Europe's central bank leaves rates on hold but will reassess in December

The European Central Bank left interest rates unchanged on Thursday, but left the door open for more stimulus, perhaps later in the year.

Global slowdown means inflation is nowhere near target levels, despite stimulus program

The European Central Bank left its key interest rate unchanged at 0.5 per cent on Thursday, but warned it may extend its stimulus program. (Michael Probst/Associated Press)

The European Central Bank left interest rates unchanged on Thursday, but left the door open for more stimulus, perhaps later in the year.

After a policy meeting in Malta,  President Mario Draghi said the ECB would review in December what more it could do to tackle threat of weak inflation.

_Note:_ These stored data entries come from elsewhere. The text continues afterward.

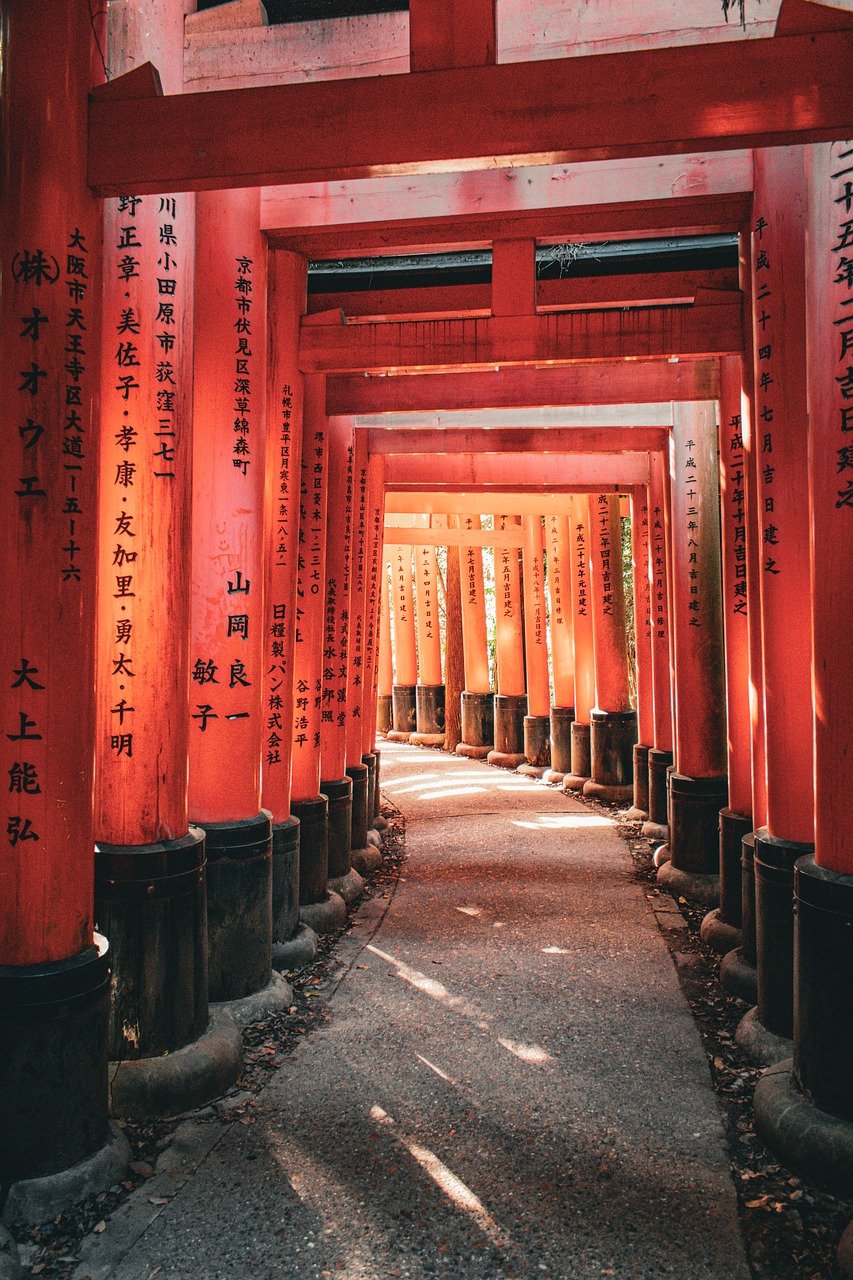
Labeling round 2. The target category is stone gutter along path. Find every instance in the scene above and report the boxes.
[75,742,750,1280]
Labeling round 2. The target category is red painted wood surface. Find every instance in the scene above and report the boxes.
[371,428,667,455]
[362,456,387,751]
[389,542,419,686]
[751,147,815,845]
[631,488,654,747]
[261,250,306,823]
[458,515,491,694]
[521,516,550,718]
[569,497,596,725]
[414,524,443,686]
[0,0,103,964]
[587,494,632,714]
[409,0,495,70]
[546,515,576,710]
[717,356,753,818]
[384,452,650,488]
[320,416,355,781]
[648,452,674,755]
[290,376,329,802]
[88,33,852,194]
[668,404,727,778]
[491,239,535,316]
[805,141,853,874]
[378,563,394,700]
[494,516,526,698]
[345,430,370,766]
[189,187,266,824]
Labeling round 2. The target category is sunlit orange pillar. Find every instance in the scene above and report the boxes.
[344,430,372,859]
[755,140,853,1168]
[388,542,418,740]
[544,513,575,782]
[457,515,495,757]
[189,186,276,1010]
[362,457,386,819]
[627,487,654,819]
[565,496,596,791]
[735,147,815,1064]
[376,555,394,734]
[657,403,728,906]
[642,453,676,840]
[0,0,122,1202]
[584,494,635,803]
[412,522,446,745]
[319,416,360,903]
[488,516,527,769]
[519,515,551,773]
[701,356,754,955]
[290,377,345,935]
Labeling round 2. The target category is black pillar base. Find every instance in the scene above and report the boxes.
[95,829,208,1059]
[563,720,591,791]
[642,747,673,839]
[372,748,382,819]
[626,743,651,821]
[321,777,353,880]
[719,808,752,929]
[414,682,445,740]
[292,795,329,905]
[376,693,392,735]
[520,713,551,772]
[754,826,814,1042]
[458,690,494,756]
[347,763,369,851]
[488,693,527,768]
[390,683,417,739]
[741,830,758,966]
[755,1059,853,1199]
[584,709,636,803]
[0,938,112,1188]
[271,816,318,971]
[362,752,378,824]
[202,812,273,1003]
[667,772,729,875]
[735,1003,793,1067]
[545,705,573,780]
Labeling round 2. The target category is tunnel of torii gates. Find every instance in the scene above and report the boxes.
[0,0,852,1229]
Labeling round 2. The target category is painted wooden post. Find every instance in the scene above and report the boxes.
[627,487,654,820]
[0,0,123,1200]
[412,519,446,745]
[344,429,371,857]
[489,515,527,769]
[565,496,596,791]
[519,515,551,773]
[642,452,676,841]
[389,541,418,739]
[544,513,575,782]
[584,493,636,803]
[189,186,274,1008]
[377,556,394,735]
[657,403,728,908]
[362,456,387,818]
[457,514,494,757]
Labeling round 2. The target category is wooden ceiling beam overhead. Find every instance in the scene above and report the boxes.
[89,32,851,195]
[386,491,628,513]
[365,427,669,455]
[384,451,651,487]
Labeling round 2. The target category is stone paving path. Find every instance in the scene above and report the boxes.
[75,742,750,1280]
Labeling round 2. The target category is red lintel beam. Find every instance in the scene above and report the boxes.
[386,491,626,514]
[384,451,651,488]
[87,32,852,195]
[384,526,523,548]
[299,300,741,375]
[366,427,669,455]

The ECB at that point could extend its quantitative easing bond-buying program or decide to push interest rates further into negative territory.

Inflation in Europe is far too low at minus 0.1 per cent and unemployment remains at a stubborn 11 per cent.

European economies showed signs of life earlier this year, but now the ECB is worried about volatile emerging markets and falling commodity prices. The slowdown that has affected all global economies is rippling through the euro zone, even in powerhouse Germany.

"We are ready to act if needed," Draghi said Thursday, adding that the ECB governing council was "open to a whole menu of monetary policy instruments."

The ECB has already cut its benchmark interest rate to a record low of 0.05 per cent and charges a negative interest rate of 0.2 per cent to banks for leaving money on deposit.

Draghi said monetary policy could not solve all of Europe's economic woes and urged eurozone governments to use fiscal tools to bring growth and inflation in line.

The euro fell against the U.S. dollar after the ECB meeting, to $1.1233.